= Anne Seagrave =

Irish live/performance artist

Anne Seagrave is an Irish live/performance artist, whose career spans from the early 1980s to the present. Seagrave has won multiple awards, notably the Arts Foundation's "Live Performance Art" award in 2002.

==Career==
Between 1982 and 2008, Seagrave presented her live art performances extensively around the world in galleries, festivals and non-traditional arts spaces, as well as making site-specific performances. Seagrave lived in a number of countries throughout her career including the UK, Ireland and Spain. Although she retired from making live art performances in 2008 she did present a new live work in 2011 in York, England, entitled 'JESTEM'. She currently lives in Kraków.

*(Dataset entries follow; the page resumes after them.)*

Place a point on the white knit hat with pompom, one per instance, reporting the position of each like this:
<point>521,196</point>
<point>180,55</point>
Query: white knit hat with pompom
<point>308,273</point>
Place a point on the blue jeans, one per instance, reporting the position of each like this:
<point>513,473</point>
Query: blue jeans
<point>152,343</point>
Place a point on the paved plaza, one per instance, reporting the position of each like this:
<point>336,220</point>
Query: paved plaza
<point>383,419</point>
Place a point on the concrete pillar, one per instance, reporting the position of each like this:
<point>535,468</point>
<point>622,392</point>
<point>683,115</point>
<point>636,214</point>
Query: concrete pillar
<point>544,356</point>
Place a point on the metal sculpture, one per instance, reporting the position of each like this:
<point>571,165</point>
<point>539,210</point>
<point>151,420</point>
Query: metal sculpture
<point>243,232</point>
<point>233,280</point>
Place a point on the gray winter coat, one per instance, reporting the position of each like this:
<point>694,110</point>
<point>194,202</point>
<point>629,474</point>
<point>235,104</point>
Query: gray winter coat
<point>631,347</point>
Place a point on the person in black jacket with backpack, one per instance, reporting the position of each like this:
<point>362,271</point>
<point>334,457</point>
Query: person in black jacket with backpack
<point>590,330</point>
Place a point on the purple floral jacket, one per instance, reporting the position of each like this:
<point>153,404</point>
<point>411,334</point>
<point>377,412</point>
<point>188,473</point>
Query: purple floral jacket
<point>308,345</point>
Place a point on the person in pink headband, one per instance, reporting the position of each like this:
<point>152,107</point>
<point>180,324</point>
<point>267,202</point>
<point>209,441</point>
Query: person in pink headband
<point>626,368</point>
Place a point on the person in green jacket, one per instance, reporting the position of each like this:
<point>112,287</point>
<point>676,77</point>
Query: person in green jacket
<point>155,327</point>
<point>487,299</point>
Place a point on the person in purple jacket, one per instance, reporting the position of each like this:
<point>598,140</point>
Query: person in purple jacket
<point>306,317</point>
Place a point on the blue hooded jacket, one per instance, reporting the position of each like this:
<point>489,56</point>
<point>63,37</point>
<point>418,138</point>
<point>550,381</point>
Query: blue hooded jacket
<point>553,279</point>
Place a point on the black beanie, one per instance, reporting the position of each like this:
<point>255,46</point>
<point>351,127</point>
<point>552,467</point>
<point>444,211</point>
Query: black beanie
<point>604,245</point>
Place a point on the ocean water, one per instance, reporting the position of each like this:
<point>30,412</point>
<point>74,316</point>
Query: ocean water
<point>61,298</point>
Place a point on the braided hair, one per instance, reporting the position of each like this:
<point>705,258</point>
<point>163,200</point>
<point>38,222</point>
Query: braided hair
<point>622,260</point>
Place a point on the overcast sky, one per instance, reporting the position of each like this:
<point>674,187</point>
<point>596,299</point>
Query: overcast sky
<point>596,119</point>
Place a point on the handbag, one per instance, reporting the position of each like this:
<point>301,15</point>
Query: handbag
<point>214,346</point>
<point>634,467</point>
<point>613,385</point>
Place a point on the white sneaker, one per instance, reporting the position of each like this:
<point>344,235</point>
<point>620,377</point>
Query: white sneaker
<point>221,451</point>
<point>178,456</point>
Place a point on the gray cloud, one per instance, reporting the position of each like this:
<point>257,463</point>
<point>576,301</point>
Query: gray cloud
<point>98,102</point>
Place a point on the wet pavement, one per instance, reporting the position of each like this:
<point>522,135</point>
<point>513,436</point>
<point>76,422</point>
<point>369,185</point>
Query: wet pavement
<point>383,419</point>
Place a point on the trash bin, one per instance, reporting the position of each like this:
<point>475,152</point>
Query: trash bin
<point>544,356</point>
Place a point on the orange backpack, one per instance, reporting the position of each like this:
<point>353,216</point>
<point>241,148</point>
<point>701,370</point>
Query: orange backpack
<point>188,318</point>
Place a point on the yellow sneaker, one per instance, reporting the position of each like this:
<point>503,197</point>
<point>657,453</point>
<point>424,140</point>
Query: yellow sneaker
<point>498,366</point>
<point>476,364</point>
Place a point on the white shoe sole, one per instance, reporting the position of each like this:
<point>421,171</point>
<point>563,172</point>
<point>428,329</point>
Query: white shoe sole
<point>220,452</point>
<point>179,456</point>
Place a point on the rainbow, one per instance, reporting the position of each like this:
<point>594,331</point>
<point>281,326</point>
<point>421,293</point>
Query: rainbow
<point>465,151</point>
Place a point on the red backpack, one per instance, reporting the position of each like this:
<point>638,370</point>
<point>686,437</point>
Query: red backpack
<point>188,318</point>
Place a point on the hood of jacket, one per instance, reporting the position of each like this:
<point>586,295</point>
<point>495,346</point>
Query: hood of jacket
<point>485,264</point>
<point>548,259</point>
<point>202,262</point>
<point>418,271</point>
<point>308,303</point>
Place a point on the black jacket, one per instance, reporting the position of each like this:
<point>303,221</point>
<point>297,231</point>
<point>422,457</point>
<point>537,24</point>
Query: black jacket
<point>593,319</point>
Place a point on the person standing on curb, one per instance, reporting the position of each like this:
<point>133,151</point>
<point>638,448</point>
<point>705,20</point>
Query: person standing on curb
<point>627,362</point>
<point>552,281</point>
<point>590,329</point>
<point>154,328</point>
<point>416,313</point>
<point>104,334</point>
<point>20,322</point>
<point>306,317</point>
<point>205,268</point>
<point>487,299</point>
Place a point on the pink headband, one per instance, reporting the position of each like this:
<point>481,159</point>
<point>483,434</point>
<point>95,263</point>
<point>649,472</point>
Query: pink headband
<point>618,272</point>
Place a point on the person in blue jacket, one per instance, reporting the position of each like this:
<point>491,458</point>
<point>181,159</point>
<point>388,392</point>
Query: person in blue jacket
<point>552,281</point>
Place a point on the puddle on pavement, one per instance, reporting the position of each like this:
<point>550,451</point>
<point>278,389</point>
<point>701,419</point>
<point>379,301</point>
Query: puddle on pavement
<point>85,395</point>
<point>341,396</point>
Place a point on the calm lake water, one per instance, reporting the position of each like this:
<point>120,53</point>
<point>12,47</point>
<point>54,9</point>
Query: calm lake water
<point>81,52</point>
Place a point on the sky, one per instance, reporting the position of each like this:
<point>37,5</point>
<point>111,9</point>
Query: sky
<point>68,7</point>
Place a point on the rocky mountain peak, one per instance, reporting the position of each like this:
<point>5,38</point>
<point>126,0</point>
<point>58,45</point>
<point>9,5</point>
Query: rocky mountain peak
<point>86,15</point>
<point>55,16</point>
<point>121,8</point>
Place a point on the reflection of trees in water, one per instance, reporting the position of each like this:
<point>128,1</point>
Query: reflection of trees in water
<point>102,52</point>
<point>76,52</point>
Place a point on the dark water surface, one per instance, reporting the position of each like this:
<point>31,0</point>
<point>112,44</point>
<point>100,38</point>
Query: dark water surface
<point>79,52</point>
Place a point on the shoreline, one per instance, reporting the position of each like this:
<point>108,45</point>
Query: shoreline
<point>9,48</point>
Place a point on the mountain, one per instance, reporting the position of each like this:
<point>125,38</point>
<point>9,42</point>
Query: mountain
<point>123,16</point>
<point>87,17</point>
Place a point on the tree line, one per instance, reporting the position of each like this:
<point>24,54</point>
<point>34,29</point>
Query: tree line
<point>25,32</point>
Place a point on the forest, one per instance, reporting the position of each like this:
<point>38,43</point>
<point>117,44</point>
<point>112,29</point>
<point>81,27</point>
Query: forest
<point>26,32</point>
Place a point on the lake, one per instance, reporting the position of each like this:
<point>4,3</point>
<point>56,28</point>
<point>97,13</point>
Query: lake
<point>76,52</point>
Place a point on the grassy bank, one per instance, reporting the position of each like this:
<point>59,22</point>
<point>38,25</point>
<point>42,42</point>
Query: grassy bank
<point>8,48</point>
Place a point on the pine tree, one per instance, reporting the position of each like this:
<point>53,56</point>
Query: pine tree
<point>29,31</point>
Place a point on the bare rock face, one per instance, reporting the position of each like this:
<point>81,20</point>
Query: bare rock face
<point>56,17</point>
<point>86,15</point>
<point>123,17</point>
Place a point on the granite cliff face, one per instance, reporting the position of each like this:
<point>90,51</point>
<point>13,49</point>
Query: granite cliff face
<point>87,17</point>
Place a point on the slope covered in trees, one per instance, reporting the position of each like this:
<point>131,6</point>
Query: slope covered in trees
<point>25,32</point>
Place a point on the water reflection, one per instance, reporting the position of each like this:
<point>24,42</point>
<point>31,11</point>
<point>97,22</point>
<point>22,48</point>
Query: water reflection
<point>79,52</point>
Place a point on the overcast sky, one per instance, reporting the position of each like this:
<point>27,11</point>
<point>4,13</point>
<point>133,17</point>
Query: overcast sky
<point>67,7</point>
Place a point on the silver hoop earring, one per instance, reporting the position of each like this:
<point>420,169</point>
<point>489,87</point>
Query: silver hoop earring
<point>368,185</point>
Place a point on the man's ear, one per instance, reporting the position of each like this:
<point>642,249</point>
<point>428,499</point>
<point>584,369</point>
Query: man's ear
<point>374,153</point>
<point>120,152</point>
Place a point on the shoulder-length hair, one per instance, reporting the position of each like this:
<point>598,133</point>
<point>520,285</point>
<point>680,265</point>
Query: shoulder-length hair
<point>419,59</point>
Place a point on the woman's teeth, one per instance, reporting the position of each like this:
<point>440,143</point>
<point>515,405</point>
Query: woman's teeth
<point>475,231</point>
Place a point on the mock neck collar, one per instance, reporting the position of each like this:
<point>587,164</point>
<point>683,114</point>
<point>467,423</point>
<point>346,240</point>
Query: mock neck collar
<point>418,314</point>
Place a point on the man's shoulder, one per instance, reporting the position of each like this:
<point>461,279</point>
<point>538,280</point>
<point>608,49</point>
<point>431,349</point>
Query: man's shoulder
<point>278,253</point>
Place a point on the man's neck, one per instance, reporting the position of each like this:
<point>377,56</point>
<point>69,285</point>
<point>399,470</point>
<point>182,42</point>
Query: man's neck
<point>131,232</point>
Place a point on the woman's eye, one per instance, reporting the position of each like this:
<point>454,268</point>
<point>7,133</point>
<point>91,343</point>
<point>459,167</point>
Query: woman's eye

Her performances have been critically acclaimed, and Seagrave has contributed significantly to the development of live art practice both within the countries where she resided and further afield. Bristol University notes her "distinctive movement-based works in performance, video and installation".

She is an Honorary Associate of the National Review of Live Art (NRLA), an annual festival of live art that took place in Glasgow from 1979-2010. Seagrave has presented a number of works at the festival, including Or Even What Leaving Was (1990), Falling Into People's Mouths (2001), Deja Vu (2005), and Jamais Vu (2005).

Seagrave's work "uses rhythm and repetition and fuses movement pieces, monologues, multimedia film and video works together". Some of her works, for example Jamais Vu, use highly physical and choreographed actions. In this performance, Seagrave, with a rectangular piece of mirror covering her breasts, repeated a sequence of actions for durational periods while interacting with everyday objects such as a tin bucket and a domestic tap fitting.

Seagrave worked as a visiting lecturer at the National College of Art and Design in Dublin and Limerick School of Art and Design. In 2004, Seagrave began a three-year Arts and Humanities Research Council (AHRC) Fellowship at the University of Ulster in Belfast, creating an online database called, Why Me? Artists' Use of Self-Image. This features the work of 340 artists that use "their own physical presence within the artworks they present".

In 2006, Seagrave participated in a residency at the Irish Museum of Modern Art, Dublin, and was invited to perform in Israel, Argentina, Uruguay, Spain, Ireland, England, Finland and Poland.